High schoolers learn money management

RICHMOND, VA (WWBT) - This fall, the Virginia Board of Education has decided that high school students, starting with the class of 2014, will have to a class in how to manage money, credit cards, and debt. Two local companies, Union Bank and Genworth, have teamed up to bring an interactive program into local schools to help students meet that requirement.

These students are learning something they often don't learn in school. How to manage their money.

Said Huguenot High School junior Janickal Hanson, "I've learned about different types of savings accounts, how to budget my money, the risk of stocks and bonds, investing my money long term, short term, different options I have."

Added fellow junior Joseph Jeffers, "Credit, bank accounts, retirement plans, IRA, 401K and your 403."

Their class at Huguenot High School is one of hundreds across the state using a new web-based program called "My Money, My Future" from a D.C. company called EverFi.
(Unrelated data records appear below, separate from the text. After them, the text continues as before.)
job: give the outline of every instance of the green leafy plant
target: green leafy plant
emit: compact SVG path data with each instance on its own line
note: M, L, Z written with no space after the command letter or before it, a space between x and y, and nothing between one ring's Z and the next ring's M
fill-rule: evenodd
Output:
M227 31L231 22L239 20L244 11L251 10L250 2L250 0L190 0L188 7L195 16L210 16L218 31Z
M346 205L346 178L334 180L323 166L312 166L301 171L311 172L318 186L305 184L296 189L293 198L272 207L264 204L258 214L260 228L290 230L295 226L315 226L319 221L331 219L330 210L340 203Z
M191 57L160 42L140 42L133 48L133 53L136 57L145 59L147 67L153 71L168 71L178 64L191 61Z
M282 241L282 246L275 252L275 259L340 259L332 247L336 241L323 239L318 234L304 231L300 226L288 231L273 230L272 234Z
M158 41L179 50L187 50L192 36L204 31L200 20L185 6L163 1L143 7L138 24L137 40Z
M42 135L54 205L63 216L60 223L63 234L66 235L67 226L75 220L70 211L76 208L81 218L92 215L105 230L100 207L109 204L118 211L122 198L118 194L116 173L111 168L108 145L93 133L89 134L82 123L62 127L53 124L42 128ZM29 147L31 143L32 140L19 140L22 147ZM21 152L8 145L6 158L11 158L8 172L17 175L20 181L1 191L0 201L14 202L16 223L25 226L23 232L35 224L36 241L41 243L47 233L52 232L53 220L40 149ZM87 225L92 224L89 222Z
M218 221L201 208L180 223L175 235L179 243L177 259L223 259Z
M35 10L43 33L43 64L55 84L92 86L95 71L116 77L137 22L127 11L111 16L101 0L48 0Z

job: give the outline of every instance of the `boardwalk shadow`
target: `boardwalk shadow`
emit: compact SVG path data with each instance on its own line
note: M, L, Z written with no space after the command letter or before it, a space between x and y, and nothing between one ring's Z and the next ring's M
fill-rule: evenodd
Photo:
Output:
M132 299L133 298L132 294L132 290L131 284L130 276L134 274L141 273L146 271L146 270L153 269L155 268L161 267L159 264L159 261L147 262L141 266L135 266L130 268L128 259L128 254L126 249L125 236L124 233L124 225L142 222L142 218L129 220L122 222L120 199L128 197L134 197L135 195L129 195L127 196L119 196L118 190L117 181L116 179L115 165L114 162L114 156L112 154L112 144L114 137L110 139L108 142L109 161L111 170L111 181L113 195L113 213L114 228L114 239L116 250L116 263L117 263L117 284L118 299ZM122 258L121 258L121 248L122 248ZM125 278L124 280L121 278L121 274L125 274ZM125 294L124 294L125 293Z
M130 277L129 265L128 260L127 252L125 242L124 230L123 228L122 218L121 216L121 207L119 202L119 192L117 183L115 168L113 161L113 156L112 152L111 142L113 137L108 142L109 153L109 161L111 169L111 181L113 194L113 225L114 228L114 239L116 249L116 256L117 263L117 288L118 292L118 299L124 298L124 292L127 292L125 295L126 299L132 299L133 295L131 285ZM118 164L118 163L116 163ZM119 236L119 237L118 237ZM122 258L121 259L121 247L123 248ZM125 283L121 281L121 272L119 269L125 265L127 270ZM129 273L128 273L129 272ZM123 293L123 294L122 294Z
The program engages kids like a video game. There's even an avatar where they make a character's financial decisions.

Explains EverFi's Vice President of Business Development Ryan Swift, "They click around the environment, they meet a narrator who's going to guide them through that module and they complete a series of tasks, usually an animation will include that."

This fall, the Board of Education will start requiring high school students to take financial literacy. Said Swift, "We've mapped our curriculum so that it meets all the standards."

The Genworth Foundation and Union First Market Bank donated the funds to put the program into schools. Said Union Bank President Dave Fairchild, "Kids that get out of school, they're bombarded by opportunities to buy, to increase debt. Some of them have never had an opportunity to understand what that means."

Said Heidi Crapol, Vice President of Community Relations for Genworth Financial, "Now's the time to really give kids the fundamentals of making good choices, rent or buy their first home, go to college and undertake a loan."

The Genworth Foundation is sponsoring the program in 300 schools across the state. Union First Market Bank is sponsoring 70 schools. EverFi hopes to bring the program into even more schools as students are required to learn financial literacy.